Comparing heavy and light

And now for the results! To benchmark, I used the popular crate criterion. I won't go into detail about the implementation of the benchmark because it's fairly dry and the criterion API is quite simple. Feel free to take a look at the benches here. I split the benchmarks into groups so that heavy and light implementations can be side-by-side compared based on 5 categories, per message:

• new: Construct a default concrete message.
• access: Access all the fields of the message without mutation.
• mutate: Mutate all the fields of the message.
• reflect: Reflect a non-empty message. See implementation for more details.
• absorb: Absorb a reflection of a non-empty message. See implementation for more details.

test complex/new/heavy ... bench:          23 ns/iter (+/- 6)
test complex/new/light ... bench:          67 ns/iter (+/- 8)

test complex/access/heavy ... bench:           5 ns/iter (+/- 1)
test complex/access/light ... bench:          14 ns/iter (+/- 4)

test complex/mutate/heavy ... bench:         338 ns/iter (+/- 23)
test complex/mutate/light ... bench:         458 ns/iter (+/- 22)

test complex/reflect/heavy ... bench:         392 ns/iter (+/- 61)
test complex/reflect/light ... bench:          14 ns/iter (+/- 1)

test complex/absorb/heavy ... bench:         462 ns/iter (+/- 120)
test complex/absorb/light ... bench:          23 ns/iter (+/- 51)

test simple/new/heavy ... bench:           2 ns/iter (+/- 0)
test simple/new/light ... bench:          38 ns/iter (+/- 1)

test simple/access/heavy ... bench:           1 ns/iter (+/- 0)
test simple/access/light ... bench:           3 ns/iter (+/- 1)

test simple/mutate/heavy ... bench:           0 ns/iter (+/- 0)
test simple/mutate/light ... bench:          49 ns/iter (+/- 16)

test simple/reflect/heavy ... bench:          39 ns/iter (+/- 28)
test simple/reflect/light ... bench:          14 ns/iter (+/- 2)

test simple/absorb/heavy ... bench:          62 ns/iter (+/- 7)
test simple/absorb/light ... bench:          21 ns/iter (+/- 1)

It comes as no surprise that there is no clear winner here.
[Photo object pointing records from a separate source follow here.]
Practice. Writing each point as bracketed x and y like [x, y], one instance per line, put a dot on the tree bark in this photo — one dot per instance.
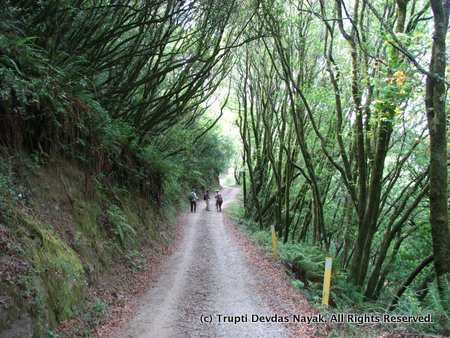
[437, 125]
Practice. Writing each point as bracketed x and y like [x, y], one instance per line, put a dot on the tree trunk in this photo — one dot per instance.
[437, 125]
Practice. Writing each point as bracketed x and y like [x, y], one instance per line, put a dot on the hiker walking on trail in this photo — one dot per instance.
[193, 199]
[206, 198]
[219, 200]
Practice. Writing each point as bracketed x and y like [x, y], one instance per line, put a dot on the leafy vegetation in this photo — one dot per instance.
[341, 110]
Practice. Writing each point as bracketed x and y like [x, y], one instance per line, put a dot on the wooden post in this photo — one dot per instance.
[274, 242]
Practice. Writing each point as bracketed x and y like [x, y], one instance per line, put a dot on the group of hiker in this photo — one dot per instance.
[206, 197]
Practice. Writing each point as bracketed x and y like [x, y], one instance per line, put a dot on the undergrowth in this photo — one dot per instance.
[306, 265]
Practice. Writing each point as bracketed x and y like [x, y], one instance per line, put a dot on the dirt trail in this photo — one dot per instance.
[206, 277]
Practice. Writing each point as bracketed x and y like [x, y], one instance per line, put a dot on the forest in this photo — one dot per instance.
[340, 107]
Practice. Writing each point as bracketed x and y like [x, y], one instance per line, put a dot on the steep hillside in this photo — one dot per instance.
[57, 241]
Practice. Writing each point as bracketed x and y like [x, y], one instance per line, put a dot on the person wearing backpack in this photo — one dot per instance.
[193, 199]
[206, 198]
[219, 200]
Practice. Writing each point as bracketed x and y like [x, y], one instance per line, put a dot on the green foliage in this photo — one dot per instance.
[122, 227]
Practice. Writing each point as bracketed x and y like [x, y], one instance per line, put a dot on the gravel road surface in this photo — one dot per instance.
[208, 288]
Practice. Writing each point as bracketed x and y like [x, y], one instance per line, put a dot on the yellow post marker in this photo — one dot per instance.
[327, 281]
[274, 242]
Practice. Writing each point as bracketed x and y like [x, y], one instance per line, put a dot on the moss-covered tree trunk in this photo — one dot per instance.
[437, 125]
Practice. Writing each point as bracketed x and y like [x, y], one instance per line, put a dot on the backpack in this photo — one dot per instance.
[192, 197]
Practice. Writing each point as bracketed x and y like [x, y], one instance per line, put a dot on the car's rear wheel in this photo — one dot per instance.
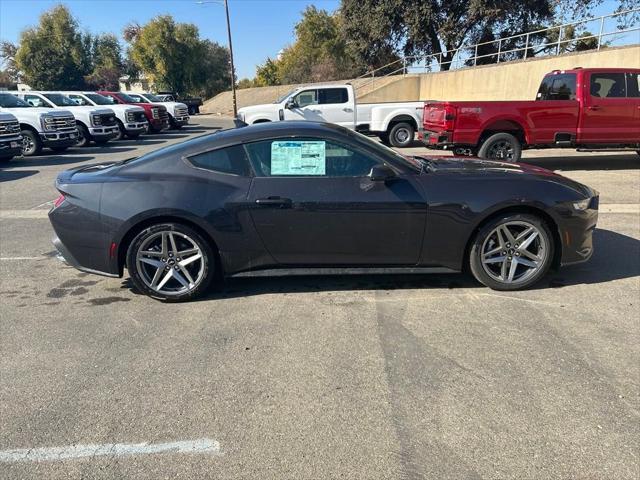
[401, 134]
[31, 143]
[512, 252]
[503, 147]
[171, 262]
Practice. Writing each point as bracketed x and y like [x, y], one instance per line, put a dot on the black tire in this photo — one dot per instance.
[122, 132]
[84, 139]
[544, 242]
[180, 233]
[401, 135]
[503, 147]
[31, 143]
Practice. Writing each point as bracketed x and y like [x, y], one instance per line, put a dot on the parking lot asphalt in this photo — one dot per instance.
[372, 377]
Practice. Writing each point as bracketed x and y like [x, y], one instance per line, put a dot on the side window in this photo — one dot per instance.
[307, 97]
[36, 101]
[633, 85]
[332, 95]
[307, 157]
[78, 99]
[558, 87]
[608, 85]
[230, 160]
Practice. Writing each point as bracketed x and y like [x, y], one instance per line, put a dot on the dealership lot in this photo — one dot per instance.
[310, 377]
It'a trade-off between new, access, mutate and reflect, absorb. Light makes the reflection API seemingly constant-time with impressive performance gains, especially for messages with increasingly large amounts of data. But, oof! It really does pay for it by adding non-trivial overhead to what I anticipate to be the far more commonly used methods.